Russia’s invasion of Ukraine on Feb 24 sent shock waves throughout the world, not least of which the former’s economy, as wide-ranging sanctions were very quickly imposed by nations led by the US and the West. The fact that the Russian ruble collapsed came as no surprise to anyone. What is very surprising, however, was how fast and how steeply it has since recovered — indeed, even strengthen­ing beyond pre-invasion levels. What happened?

Clearly, part of this has to do with the Russians effectivel­y managing the supply of and demand for the ruble. On the supply side, its central bank implemente­d an array of capital control measures, including requiring that exporters convert at least 80% of their foreign earnings into the local currency, prohibitin­g the sale of securities (bonds and stocks) held by foreigners, raising interest rates sharply (from 9.5% to 20%) to encourage savings in rubles and limiting the amount of foreign currencies that can be withdrawn/remitted abroad.

Broad sanctions helped, by cutting off imports and severely curtailing demand for foreign currencies. Meanwhile, Russia continued to export oil and gas. As a result, its trade surplus ballooned, which as in any normal circumstan­ces would strengthen the local currency. The ruble recovered almost all of its post-invasion losses within the month.

What is less known, owing to the blackout of Russian news by Western media, is the decision by Russia to peg the ruble to gold, in late March — at 5,000 rubles per gram. This effectivel­y provided a floor for the currency, equivalent to roughly 81 rubles per US dollar at the then prevailing prices.

Last but not least, President Vladimir Putin proposed that natural gas would be sold in rubles instead of the US dollar and euro, a decision he signed into law on March 31. Whether the payments in ruble were made directly or indirectly, they provided an additional boost to demand that sent the currency soaring above pre-invasion levels (though we note that Russian companies were already required to convert 80% of their foreign earnings to rubles under the earlier capital control measures).

The central bank was able to cut interest rates from 20% to 17% by early April, and further to 14% currently.

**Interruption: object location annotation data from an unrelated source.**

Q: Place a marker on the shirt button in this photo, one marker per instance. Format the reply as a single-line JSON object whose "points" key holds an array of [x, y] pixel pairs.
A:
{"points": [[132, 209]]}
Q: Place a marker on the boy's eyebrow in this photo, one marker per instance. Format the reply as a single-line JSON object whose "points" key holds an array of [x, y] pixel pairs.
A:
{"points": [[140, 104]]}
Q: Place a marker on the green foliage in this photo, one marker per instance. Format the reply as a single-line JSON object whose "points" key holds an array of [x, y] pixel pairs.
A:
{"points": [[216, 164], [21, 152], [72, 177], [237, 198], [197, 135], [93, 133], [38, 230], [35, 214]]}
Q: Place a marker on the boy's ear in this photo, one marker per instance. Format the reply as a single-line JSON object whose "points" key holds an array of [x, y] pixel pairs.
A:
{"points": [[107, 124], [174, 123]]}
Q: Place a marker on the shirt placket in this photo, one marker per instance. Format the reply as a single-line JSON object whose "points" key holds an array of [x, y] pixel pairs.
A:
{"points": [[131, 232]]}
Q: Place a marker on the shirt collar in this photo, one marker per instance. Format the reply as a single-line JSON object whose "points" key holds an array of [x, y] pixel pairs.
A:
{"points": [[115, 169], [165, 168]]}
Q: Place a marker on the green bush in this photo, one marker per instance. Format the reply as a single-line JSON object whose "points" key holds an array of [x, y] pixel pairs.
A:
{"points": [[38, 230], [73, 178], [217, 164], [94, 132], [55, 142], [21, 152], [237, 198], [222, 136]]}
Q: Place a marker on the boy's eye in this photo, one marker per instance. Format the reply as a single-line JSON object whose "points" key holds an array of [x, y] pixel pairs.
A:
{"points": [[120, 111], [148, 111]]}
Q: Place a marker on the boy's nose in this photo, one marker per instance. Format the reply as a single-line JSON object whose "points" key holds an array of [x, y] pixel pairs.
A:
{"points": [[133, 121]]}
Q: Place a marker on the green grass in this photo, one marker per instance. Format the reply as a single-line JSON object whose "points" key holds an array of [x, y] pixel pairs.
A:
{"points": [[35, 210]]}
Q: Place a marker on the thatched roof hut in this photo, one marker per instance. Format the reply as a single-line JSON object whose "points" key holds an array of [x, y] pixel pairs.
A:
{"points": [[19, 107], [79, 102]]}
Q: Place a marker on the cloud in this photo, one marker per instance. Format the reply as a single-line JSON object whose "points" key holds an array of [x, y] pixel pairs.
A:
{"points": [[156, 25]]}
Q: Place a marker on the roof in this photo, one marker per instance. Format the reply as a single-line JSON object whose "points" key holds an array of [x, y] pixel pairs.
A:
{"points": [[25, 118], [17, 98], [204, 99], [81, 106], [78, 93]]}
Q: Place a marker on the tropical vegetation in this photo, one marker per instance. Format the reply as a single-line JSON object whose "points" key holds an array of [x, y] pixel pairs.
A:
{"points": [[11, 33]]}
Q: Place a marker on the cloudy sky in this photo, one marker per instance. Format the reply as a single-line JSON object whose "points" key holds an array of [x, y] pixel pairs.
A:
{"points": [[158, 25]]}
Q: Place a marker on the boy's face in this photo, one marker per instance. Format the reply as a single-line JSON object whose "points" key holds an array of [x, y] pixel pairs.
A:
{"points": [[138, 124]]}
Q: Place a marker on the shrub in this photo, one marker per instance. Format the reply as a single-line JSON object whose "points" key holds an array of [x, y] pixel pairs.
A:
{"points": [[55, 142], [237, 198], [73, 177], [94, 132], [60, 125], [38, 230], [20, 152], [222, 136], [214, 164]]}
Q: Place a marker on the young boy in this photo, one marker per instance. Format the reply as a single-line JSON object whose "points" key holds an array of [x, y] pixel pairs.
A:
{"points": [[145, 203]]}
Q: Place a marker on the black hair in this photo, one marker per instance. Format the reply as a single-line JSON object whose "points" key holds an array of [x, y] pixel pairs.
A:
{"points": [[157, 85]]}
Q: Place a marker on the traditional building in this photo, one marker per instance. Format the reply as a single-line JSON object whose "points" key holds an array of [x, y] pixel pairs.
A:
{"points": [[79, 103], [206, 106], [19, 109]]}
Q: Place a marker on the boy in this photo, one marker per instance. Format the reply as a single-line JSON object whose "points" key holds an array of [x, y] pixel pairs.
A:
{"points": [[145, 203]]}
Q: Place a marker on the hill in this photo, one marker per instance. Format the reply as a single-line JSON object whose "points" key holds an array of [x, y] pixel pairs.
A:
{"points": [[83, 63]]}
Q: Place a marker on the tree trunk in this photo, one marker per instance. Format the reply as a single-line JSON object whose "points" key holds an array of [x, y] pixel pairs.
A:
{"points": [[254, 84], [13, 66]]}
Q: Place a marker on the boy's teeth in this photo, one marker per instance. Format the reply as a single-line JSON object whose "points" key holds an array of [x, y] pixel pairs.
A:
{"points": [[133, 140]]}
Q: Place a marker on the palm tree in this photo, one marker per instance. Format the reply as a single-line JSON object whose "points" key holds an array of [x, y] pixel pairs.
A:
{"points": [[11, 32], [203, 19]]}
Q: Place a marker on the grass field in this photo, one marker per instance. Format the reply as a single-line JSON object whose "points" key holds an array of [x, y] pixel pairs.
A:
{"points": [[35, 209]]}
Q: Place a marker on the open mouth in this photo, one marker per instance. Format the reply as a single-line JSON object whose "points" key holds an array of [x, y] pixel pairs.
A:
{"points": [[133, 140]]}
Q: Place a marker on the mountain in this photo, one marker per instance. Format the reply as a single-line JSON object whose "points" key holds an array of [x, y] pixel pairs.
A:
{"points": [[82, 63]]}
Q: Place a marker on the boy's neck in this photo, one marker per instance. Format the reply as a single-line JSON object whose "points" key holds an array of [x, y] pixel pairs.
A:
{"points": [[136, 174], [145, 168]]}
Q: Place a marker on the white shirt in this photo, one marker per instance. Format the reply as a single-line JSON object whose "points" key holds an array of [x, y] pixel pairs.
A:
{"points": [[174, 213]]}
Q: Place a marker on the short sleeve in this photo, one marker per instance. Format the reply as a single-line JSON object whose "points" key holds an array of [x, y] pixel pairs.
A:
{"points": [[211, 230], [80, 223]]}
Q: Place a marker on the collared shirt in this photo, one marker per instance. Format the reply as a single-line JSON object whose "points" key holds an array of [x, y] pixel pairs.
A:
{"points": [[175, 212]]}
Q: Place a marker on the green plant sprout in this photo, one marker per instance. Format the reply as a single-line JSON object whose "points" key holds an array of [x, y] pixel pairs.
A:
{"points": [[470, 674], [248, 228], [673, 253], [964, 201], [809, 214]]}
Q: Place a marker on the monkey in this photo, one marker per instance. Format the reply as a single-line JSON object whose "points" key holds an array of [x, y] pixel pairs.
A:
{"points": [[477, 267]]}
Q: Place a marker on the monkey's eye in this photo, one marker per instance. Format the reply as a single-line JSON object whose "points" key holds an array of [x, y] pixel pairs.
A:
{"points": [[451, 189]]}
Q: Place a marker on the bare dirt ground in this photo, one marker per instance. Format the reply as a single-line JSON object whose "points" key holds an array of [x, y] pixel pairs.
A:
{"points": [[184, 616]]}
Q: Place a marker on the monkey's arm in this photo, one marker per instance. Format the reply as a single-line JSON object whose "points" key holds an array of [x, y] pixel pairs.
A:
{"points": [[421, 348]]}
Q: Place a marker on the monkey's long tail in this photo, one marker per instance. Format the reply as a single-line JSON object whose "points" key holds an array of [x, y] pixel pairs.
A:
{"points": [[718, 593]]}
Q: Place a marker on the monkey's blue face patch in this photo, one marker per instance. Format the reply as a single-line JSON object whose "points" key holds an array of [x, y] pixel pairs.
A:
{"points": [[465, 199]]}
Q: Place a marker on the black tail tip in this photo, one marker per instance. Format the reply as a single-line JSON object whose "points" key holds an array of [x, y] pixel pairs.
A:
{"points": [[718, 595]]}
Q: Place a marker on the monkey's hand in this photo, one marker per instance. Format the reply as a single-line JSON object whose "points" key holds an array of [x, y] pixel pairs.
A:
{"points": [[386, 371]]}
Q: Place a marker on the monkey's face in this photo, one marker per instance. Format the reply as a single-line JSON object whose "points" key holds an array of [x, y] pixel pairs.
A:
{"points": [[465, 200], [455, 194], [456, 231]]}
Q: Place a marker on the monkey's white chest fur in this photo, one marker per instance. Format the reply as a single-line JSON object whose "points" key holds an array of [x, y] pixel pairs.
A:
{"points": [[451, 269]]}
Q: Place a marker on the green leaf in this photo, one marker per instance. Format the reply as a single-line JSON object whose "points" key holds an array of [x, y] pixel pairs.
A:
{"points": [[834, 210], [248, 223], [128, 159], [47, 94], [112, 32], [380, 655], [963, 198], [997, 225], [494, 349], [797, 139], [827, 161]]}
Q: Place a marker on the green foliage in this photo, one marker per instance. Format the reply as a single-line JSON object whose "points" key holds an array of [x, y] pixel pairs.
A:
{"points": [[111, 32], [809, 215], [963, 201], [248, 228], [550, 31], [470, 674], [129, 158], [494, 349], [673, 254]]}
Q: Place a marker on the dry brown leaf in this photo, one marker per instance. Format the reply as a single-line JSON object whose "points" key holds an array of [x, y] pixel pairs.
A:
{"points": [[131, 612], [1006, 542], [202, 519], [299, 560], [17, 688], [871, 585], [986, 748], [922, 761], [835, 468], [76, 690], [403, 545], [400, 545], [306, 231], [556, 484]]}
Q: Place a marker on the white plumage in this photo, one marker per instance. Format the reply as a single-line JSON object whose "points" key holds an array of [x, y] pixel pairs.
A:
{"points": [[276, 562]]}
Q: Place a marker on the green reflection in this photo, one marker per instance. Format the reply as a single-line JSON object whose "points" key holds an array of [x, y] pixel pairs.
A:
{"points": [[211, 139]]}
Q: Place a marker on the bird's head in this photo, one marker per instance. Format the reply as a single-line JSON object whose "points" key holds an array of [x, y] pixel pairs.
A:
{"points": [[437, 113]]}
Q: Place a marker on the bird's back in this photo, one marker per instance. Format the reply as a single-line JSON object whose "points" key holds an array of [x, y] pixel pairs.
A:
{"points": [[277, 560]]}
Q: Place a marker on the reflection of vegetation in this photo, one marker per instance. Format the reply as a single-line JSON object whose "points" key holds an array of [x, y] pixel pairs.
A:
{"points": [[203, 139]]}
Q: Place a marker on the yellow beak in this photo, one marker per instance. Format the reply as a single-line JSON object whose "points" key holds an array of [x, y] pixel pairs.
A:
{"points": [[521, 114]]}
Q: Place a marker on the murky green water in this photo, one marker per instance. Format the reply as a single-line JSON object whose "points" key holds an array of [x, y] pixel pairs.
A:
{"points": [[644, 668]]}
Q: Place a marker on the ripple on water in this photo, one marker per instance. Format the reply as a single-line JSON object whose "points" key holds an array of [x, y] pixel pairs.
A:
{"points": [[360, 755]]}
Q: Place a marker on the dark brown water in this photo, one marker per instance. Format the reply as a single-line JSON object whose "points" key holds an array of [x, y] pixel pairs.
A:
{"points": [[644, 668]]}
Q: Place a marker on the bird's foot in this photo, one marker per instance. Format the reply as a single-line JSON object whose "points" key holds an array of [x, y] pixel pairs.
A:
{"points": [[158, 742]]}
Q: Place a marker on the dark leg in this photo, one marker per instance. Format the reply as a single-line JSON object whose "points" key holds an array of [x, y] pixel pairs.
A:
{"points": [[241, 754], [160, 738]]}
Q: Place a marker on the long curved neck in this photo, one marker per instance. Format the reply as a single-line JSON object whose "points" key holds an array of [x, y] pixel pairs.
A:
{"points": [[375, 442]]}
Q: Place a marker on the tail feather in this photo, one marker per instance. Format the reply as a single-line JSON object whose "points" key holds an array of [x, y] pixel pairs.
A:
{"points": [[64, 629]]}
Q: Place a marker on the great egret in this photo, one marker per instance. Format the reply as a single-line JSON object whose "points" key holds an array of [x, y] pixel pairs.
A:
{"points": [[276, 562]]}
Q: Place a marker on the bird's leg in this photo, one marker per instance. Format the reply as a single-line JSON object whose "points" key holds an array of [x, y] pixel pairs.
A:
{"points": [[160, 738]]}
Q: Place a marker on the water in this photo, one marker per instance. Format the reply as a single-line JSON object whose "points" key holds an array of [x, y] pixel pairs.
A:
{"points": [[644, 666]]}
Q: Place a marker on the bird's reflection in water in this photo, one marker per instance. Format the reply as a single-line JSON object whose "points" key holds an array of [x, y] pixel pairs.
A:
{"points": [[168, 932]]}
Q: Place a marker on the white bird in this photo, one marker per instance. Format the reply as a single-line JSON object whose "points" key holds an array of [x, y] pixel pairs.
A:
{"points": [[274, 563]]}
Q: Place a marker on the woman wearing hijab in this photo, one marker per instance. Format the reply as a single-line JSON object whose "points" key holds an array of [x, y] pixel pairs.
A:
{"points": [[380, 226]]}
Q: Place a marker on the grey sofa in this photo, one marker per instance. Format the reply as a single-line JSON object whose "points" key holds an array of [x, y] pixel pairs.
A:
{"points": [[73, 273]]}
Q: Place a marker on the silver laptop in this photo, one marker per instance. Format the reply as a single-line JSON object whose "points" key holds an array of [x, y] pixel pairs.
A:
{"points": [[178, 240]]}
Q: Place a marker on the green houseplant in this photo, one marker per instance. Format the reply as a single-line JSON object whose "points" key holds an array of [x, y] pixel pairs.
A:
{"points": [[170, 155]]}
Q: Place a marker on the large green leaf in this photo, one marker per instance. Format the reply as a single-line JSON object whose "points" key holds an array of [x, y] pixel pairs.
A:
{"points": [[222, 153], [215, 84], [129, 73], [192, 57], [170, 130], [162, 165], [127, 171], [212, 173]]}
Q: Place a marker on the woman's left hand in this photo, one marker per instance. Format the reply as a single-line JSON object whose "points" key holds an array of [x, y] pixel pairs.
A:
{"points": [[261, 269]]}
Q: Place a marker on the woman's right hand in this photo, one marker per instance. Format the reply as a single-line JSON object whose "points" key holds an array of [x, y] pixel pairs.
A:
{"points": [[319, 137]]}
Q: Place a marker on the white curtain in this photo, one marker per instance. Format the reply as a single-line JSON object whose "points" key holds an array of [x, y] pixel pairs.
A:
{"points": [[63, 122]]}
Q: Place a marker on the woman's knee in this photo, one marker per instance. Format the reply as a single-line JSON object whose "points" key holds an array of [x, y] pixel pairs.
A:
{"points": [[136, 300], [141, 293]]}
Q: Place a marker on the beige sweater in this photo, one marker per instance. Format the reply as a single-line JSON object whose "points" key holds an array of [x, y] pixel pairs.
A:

In short, Russia has successful­ly engineered a remarkable recovery for the ruble — defying all the sanctions that remain in place. Indeed, the list of sanctions is still expanding. To be sure, prevailing exchange rates may or may not reflect a sustainabl­e value, given that the ruble is not freely traded in internatio­nal markets. But the most important takeaway is this: Pegging the US dollar to gold under the Bretton Woods system was the genesis for the US dollar hegemony, and its position was cemented by petrodolla­rs. We are not saying the same pegging of the ruble to gold and “gasruble” will see it displace the US dollar as the world’s reserve currency. But they are major divergence­s from internatio­nal monetary economics that the world has accepted as the norm for decades. And we bet more alternativ­es — and more realistic challenger­s — to the US dollar will emerge over the coming years.